Geographical Modeling: from Characteristic Scale to Scaling

TL;DR

This paper discusses the challenge of modeling scale-free geographical phenomena and proposes scaling analysis as a method to characterize such phenomena when characteristic scales are absent.

Contribution

It introduces the concept of using scaling analysis and power exponents to model and understand scale-free geographical systems.

Findings

Scaling analysis effectively characterizes scale-free phenomena.

Power exponents follow a scaleful distribution.

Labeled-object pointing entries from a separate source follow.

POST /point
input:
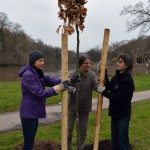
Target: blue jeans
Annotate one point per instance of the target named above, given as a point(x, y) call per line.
point(83, 124)
point(119, 133)
point(29, 127)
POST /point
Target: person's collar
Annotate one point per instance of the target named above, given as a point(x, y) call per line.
point(83, 73)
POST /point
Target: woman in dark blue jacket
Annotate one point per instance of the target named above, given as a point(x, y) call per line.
point(119, 91)
point(34, 94)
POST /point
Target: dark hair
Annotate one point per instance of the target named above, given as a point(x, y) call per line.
point(35, 55)
point(127, 60)
point(81, 59)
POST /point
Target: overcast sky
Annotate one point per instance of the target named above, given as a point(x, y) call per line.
point(39, 19)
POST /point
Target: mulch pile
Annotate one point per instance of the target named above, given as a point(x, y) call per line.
point(49, 145)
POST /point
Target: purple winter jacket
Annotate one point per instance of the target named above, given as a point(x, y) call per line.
point(34, 93)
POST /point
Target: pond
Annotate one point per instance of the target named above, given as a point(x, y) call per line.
point(10, 73)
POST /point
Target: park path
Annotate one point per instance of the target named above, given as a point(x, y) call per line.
point(11, 120)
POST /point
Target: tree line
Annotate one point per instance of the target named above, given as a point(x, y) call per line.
point(15, 44)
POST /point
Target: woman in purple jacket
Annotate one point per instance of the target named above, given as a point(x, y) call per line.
point(34, 94)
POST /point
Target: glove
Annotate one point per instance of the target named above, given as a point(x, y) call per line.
point(65, 84)
point(62, 86)
point(75, 78)
point(100, 89)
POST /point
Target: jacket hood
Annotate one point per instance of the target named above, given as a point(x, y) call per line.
point(24, 69)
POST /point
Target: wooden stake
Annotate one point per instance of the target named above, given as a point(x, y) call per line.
point(65, 92)
point(101, 82)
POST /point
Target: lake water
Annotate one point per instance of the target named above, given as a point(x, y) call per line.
point(10, 74)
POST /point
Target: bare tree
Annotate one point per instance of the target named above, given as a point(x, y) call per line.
point(4, 23)
point(139, 16)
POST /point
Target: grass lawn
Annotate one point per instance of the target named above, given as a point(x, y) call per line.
point(139, 129)
point(10, 93)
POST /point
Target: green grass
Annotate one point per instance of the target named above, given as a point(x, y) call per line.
point(139, 129)
point(10, 93)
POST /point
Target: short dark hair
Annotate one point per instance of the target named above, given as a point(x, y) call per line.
point(128, 61)
point(35, 55)
point(81, 59)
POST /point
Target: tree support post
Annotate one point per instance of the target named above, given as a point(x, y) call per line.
point(101, 82)
point(64, 128)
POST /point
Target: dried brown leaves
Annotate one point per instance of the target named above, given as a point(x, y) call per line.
point(73, 13)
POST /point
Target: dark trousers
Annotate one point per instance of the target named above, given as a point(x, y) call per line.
point(29, 127)
point(83, 123)
point(119, 133)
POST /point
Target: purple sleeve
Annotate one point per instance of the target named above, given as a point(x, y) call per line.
point(51, 81)
point(33, 87)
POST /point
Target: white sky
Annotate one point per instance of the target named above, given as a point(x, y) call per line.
point(39, 20)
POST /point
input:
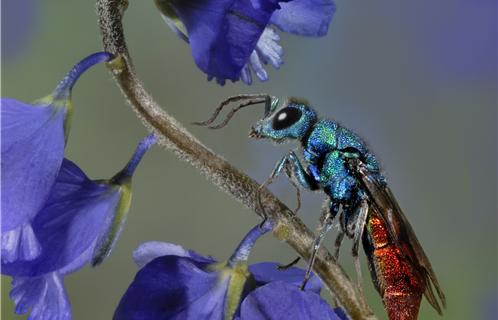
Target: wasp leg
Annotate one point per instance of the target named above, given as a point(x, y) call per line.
point(358, 232)
point(289, 265)
point(337, 244)
point(326, 224)
point(296, 174)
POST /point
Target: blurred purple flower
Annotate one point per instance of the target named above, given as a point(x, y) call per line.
point(174, 283)
point(33, 140)
point(19, 20)
point(80, 222)
point(281, 300)
point(230, 39)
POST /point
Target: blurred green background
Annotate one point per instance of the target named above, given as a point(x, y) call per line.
point(417, 80)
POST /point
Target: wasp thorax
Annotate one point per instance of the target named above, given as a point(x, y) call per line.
point(286, 117)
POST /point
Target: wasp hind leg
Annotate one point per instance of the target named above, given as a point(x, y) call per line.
point(358, 233)
point(326, 223)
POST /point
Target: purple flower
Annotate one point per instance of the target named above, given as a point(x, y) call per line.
point(80, 222)
point(231, 39)
point(175, 283)
point(281, 300)
point(33, 140)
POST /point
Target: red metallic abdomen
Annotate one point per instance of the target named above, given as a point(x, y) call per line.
point(400, 285)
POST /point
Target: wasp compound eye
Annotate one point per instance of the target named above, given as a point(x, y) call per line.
point(286, 118)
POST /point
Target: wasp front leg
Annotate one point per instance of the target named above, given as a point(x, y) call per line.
point(297, 176)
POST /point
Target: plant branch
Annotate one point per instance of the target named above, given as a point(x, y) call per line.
point(174, 137)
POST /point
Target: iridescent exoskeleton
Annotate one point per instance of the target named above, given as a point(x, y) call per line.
point(338, 162)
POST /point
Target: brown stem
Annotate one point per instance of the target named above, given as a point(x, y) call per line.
point(225, 176)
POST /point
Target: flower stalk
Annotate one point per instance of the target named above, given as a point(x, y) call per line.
point(174, 137)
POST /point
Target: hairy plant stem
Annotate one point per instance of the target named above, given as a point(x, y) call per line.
point(172, 136)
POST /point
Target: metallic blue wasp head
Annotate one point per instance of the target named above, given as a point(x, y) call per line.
point(292, 121)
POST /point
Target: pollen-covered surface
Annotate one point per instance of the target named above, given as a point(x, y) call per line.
point(400, 286)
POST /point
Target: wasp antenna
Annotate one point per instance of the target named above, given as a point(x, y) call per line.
point(240, 97)
point(248, 102)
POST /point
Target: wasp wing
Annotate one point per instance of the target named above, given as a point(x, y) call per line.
point(383, 201)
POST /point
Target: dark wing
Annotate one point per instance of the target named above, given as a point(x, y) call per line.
point(401, 232)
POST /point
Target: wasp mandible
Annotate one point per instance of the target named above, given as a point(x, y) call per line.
point(338, 162)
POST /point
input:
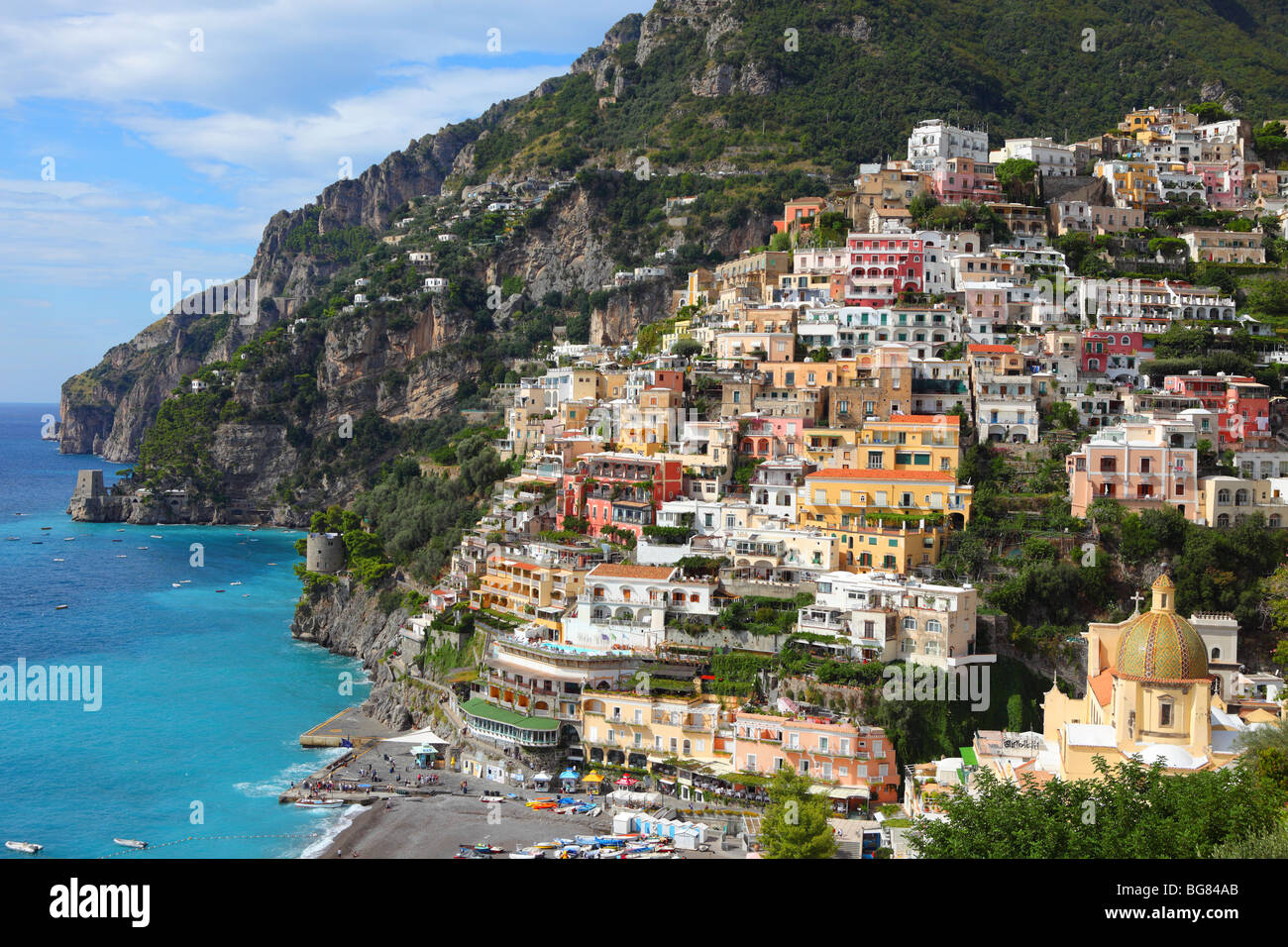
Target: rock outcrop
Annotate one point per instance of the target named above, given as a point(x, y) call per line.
point(346, 618)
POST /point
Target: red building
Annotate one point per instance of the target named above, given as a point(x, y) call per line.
point(1113, 354)
point(618, 489)
point(883, 265)
point(1240, 402)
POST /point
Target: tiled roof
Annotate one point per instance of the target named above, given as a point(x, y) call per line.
point(926, 419)
point(619, 571)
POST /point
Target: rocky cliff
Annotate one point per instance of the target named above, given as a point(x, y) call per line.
point(107, 408)
point(346, 620)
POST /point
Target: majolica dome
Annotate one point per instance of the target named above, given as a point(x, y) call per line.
point(1160, 644)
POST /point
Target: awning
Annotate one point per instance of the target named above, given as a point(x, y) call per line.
point(849, 792)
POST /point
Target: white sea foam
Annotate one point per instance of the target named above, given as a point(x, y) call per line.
point(331, 831)
point(295, 772)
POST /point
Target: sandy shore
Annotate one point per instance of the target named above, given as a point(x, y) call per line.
point(437, 826)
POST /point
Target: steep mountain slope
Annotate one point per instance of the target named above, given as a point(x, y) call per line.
point(793, 94)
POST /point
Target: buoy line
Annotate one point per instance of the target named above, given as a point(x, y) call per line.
point(214, 838)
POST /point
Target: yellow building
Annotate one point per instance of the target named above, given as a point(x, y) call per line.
point(1149, 693)
point(649, 427)
point(894, 521)
point(528, 590)
point(831, 447)
point(610, 385)
point(1134, 183)
point(911, 442)
point(634, 728)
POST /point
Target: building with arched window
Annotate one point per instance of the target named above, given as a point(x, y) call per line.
point(1227, 501)
point(1153, 690)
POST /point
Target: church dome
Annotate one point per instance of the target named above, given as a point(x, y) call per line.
point(1160, 644)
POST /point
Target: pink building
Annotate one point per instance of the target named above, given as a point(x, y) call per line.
point(1223, 182)
point(883, 265)
point(773, 437)
point(1113, 355)
point(965, 179)
point(1140, 464)
point(851, 757)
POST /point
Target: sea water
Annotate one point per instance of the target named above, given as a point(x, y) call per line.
point(204, 693)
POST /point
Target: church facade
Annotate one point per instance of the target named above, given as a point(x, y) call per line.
point(1154, 686)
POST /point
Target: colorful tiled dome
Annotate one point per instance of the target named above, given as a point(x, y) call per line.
point(1160, 644)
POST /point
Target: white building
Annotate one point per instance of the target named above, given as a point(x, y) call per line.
point(935, 141)
point(627, 605)
point(892, 617)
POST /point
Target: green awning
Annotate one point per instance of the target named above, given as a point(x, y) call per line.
point(488, 711)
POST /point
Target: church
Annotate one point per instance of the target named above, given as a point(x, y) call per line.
point(1154, 689)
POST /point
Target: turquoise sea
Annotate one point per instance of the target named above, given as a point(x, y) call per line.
point(204, 693)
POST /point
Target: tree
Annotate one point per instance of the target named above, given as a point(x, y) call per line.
point(687, 348)
point(795, 823)
point(1131, 810)
point(1269, 296)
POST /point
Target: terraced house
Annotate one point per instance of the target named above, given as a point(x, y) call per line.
point(896, 521)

Scaling methods enable mathematical modeling without characteristic scales.

Abstract

Geographical research was successfully quantified through the quantitative revolution of geography. However, the succeeding theorization of geography encountered insurmountable difficulties. The largest obstacle of geography's theorization lies in scale-free distributions of geographical phenomena which exist everywhere. The first paradigm of scientific research is mathematical theory. The key of a quantitative measurement and mathematical modeling is to find a valid characteristic scale. Unfortunately, for many geographical systems, there is no characteristic scale. In this case, the method of scaling should be employed to make a spatial measurement and carry out mathematical modeling. The basic idea of scaling is to find a power exponent using the double logarithmic linear relation between a variable scale and the corresponding measurement results. The exponent is a characteristic parameter which follows a scaleful distribution and can be used to characterize the scale-free phenomena. The importance of the scaling analysis in geography is becoming more and more evident for scientists.